About 60,000 people from seven majority Muslim countries have had their U.S. visas yanked away under President Trump’s travel ban, the State Department admitted Friday.
Officials revealed the figure after a government lawyer cited the number of revoked visas as more than 100,000 at a hearing in court.
The State Department said the disparity was a result of the higher figure including expired visas, as well as diplomatic and other visas that were actually exempted by the travel ban imposed on Jan. 27.
The government lawyer revealed the higher number during a hearing in a Virginia federal court related to a lawsuit filed by lawyers for two Yemeni brothers.
The siblings were put on a flight to Ethiopia after arriving to Dulles International Airport on Saturday.
U.S. District Judge Leonie Brinkema ruled that Virginia could join a lawsuit challenging Trump’s ban on citizens from Iran, Iraq, Libya, Somalia, Sudan, Syria and Yemen.
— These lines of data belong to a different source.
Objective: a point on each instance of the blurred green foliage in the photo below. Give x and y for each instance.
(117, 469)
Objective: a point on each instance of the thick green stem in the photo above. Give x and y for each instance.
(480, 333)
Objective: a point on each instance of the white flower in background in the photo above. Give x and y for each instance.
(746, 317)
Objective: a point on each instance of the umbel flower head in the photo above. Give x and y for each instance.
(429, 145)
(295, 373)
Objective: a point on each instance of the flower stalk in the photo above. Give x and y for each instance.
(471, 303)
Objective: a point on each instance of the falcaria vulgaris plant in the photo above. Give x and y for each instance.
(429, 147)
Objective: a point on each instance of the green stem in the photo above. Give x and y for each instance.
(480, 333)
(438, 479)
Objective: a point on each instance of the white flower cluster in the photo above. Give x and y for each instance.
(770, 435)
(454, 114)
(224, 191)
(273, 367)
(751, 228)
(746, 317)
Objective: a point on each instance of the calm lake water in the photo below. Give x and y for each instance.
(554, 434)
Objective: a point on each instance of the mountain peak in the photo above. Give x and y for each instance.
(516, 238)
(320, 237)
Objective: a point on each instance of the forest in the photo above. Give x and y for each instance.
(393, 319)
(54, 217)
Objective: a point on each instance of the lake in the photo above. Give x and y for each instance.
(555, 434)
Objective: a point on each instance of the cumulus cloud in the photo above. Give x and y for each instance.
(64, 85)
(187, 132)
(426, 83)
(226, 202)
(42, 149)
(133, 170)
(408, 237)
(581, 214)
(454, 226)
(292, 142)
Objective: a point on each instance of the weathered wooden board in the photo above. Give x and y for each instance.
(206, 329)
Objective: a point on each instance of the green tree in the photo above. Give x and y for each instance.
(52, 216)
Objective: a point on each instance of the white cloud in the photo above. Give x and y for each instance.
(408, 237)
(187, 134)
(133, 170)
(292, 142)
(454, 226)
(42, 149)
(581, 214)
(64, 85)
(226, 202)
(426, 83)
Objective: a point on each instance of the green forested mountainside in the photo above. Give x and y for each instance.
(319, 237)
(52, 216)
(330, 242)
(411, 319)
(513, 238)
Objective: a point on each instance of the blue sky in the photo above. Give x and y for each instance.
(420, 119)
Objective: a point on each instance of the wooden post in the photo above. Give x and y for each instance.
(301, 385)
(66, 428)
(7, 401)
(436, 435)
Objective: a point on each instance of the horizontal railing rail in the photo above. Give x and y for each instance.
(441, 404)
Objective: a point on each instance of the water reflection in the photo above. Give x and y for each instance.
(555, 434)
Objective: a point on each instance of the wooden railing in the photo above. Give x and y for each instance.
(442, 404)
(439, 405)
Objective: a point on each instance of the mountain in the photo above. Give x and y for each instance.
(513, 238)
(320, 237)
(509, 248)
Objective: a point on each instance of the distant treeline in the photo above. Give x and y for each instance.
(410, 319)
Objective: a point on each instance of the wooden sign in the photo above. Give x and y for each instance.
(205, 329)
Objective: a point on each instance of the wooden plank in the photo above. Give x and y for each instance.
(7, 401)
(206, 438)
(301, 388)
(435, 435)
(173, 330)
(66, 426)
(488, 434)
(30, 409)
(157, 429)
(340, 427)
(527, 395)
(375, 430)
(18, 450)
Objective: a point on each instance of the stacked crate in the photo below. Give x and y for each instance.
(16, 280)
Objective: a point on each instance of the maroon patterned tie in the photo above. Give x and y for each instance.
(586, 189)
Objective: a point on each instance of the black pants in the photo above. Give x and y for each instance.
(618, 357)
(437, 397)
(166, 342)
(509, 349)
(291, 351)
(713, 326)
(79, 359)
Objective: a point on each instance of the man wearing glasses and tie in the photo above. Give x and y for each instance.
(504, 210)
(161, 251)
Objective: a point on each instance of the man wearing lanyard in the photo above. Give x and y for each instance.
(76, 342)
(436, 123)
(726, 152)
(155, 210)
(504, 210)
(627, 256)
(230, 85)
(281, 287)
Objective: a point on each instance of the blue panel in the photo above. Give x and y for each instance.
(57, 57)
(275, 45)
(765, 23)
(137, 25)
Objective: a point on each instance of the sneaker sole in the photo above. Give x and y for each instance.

“This order touched something in the U.S. that I’ve never seen before,” said Brinkema, who presided over the case of Sept. 11 conspirator Zacarias Moussaoui.
Officials revealed the figure after a government lawyer cited the number of revoked visas as more than 100,000.
“People are quite upset.”
Before the State Department clarified the figure, several human rights groups fired off statements repeating their pleas for Congress to intervene.
“President Trump’s cruel and unlawful Muslim ban is causing widespread harm, and that’s why there’s a growing public backlash against it,” said Eric Ferrefo, spokesman for Amnesty International USA.
“Congress must step in immediately to block this ban before it tears even more families apart.”
The judge also ruled that the federal government — which had not previously released information on the amount of people affected — must provide the state of Virginia a complete list of all of the state’s residents who were denied entry to the country or forced to leave because of the ban.
The Department of Homeland Security, in the meantime, tried to “clarify” the extent of the ban on Friday evening after a chaotic first week of implementation.
The DHS put out a statement explicitly saying that the temporary ban on travel from the seven targeted countries does not include lawful permanent residents and diplomats, and that special immigrant visa holders like the Iraqi and Afghan interpreters who had been initially barred from the country can still board flights to the U.S. and receive exemptions from the ban upon arrival.
Will Cocks, a spokesman for the State Department’s Bureau of Consular Affairs, said “fewer than 60,000 individuals’ visas were provisionally revoked to comply with the executive order.”
He said while those people have been “temporarily inconvenienced, while we conduct our review,” it’s a statistically small number of visitors.
“To put that number in context, we issued over 11 million immigrant and nonimmigrant visas in fiscal year 2015,” he said. “As always, national security is our top priority when issuing visas.”
Simon Sandoval-Moshenberg, one of the plaintiffs’ lawyers, said after the hearing that “there is no legal justification to cancel all these visas.”